Une page peut réussir tous les contrôles automatisés, être livrée avec un code HTML valide et rester pourtant inutilisable pour une personne qui navigue sur le web à l’oreille. Les outils automatisés détectent environ un tiers des problèmes d’accessibilité ; le reste se loge dans l’écart entre ce que l’arbre d’accessibilité contient techniquement et ce qu’un lecteur d’écran annonce réellement à l’utilisateur. Combler cet écart, c’est confronter votre interface aux mêmes outils sur lesquels s’appuie votre public — et c’est précisément à cela que sert le test de lecteurs d’écran.

Ce guide explique en quoi les principaux lecteurs d’écran diffèrent, pourquoi en tester un seul ne suffit jamais, ce qu’il faut tester exactement, quelles combinaisons de lecteur et de navigateur utiliser, et les pièges qui surprennent même les équipes expérimentées. Il s’adresse aux développeurs, aux ingénieurs QA et aux spécialistes de l’accessibilité qui veulent tester délibérément plutôt que deviner. Si vous préférez confier le travail à des spécialistes qui utilisent ces outils au quotidien, notre service d’évaluation de lecteurs d’écran fait exactement cela.

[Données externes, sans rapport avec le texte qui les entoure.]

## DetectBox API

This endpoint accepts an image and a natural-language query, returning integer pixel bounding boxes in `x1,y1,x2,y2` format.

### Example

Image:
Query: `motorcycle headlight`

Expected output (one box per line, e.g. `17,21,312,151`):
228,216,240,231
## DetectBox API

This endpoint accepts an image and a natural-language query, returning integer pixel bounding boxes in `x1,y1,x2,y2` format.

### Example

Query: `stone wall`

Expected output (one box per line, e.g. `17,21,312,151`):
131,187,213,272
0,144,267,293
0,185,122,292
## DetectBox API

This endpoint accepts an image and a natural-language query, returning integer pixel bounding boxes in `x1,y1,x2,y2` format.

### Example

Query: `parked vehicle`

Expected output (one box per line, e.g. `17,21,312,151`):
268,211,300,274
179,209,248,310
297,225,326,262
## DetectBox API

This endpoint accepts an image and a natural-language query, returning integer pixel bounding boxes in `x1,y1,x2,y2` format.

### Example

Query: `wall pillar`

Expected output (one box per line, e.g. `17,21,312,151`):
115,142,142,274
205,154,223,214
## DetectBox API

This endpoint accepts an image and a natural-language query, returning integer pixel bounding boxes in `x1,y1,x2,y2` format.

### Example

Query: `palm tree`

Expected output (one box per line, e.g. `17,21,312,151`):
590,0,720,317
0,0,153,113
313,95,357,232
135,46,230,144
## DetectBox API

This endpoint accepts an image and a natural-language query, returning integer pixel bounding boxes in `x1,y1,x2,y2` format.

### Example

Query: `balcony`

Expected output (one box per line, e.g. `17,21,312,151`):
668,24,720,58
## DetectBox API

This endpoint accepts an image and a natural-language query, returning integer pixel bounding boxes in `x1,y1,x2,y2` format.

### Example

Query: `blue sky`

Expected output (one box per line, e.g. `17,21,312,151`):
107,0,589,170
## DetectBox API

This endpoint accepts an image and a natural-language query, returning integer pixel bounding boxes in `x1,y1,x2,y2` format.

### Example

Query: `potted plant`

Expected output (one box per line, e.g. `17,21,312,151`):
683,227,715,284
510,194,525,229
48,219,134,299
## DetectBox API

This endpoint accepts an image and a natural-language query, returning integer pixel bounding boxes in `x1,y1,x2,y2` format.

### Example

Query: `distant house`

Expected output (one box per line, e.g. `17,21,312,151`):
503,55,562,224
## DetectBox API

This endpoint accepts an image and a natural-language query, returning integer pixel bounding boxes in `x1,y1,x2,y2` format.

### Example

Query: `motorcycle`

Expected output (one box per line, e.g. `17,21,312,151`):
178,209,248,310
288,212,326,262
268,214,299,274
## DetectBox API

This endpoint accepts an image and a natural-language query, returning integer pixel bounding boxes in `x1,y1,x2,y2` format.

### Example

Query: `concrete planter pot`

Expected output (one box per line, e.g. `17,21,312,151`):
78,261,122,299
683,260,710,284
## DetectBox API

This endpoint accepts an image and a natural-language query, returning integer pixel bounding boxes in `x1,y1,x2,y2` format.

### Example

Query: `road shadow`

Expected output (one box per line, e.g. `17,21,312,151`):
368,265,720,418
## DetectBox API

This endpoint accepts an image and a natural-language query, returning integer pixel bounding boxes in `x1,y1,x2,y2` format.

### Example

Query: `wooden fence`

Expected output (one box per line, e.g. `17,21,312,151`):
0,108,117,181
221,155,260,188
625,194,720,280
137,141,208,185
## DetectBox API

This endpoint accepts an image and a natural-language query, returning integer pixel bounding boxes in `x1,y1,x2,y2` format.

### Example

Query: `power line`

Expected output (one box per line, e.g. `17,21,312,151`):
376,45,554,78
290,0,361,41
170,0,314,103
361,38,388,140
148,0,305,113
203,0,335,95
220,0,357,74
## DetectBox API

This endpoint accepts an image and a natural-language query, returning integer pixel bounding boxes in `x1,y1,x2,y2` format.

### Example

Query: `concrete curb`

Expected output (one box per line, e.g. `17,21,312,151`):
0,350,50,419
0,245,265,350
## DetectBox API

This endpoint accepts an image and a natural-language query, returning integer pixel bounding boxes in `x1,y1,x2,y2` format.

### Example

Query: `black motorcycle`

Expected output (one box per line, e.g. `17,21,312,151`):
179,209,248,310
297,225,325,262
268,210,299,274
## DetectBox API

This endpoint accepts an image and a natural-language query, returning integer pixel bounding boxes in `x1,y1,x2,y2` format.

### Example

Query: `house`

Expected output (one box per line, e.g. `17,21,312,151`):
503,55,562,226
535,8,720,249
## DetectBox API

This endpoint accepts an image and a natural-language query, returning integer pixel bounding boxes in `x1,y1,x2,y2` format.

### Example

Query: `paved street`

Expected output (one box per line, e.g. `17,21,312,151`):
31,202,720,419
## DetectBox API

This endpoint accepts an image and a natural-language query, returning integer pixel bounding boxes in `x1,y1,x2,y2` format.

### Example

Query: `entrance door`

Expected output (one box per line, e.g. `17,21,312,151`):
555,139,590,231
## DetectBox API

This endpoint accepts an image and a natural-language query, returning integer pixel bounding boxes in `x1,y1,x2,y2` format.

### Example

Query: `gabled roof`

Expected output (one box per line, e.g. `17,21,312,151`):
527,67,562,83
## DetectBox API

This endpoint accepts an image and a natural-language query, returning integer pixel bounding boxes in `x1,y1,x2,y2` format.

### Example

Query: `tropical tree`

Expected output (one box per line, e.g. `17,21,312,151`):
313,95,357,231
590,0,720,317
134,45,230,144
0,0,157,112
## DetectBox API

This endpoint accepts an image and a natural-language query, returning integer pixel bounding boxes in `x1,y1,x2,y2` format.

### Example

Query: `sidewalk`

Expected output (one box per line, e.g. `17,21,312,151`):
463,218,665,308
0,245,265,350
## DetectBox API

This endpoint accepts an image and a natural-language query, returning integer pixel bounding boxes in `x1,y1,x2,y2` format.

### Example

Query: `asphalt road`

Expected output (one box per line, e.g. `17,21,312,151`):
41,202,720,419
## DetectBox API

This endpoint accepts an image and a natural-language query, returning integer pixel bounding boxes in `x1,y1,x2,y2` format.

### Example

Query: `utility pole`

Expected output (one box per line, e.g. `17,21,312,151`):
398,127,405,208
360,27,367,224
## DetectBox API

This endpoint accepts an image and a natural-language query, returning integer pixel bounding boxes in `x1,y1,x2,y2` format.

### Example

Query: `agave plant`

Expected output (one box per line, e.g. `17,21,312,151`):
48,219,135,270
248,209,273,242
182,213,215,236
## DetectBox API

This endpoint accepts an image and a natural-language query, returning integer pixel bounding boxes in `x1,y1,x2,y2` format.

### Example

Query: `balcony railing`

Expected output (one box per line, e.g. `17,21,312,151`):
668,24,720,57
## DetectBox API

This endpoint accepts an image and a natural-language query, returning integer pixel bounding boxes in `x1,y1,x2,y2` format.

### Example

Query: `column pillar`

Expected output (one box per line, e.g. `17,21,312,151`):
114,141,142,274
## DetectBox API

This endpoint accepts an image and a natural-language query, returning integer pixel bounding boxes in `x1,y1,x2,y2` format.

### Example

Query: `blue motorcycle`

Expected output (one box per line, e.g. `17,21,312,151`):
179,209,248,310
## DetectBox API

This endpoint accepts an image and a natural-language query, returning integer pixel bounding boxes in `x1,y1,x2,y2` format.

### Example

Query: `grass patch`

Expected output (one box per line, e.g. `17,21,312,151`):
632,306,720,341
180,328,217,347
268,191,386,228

Pourquoi un lecteur d’écran n’est pas un outil de « lecture à voix haute »

L’idée fausse la plus répandue est qu’un lecteur d’écran se contente d’énoncer le texte de la page. Il fait bien davantage, et comprendre cette différence est le fondement d’un bon test. Un lecteur d’écran construit un modèle parallèle, non visuel, de l’interface à partir de l’arbre d’accessibilité du navigateur. Il annonce le nom de chaque élément (« Envoyer, bouton »), son rôle (bouton, lien, titre, case à cocher) et son état (coché, déployé, désactivé, requis). Il permet à l’utilisateur de sauter entre les titres, les repères, les champs de formulaire et les liens sans toucher à la mise en page visuelle. Il énonce les changements dynamiques — messages d’erreur, résultats de recherche, mises à jour de statut — lorsque ces changements sont exposés correctement.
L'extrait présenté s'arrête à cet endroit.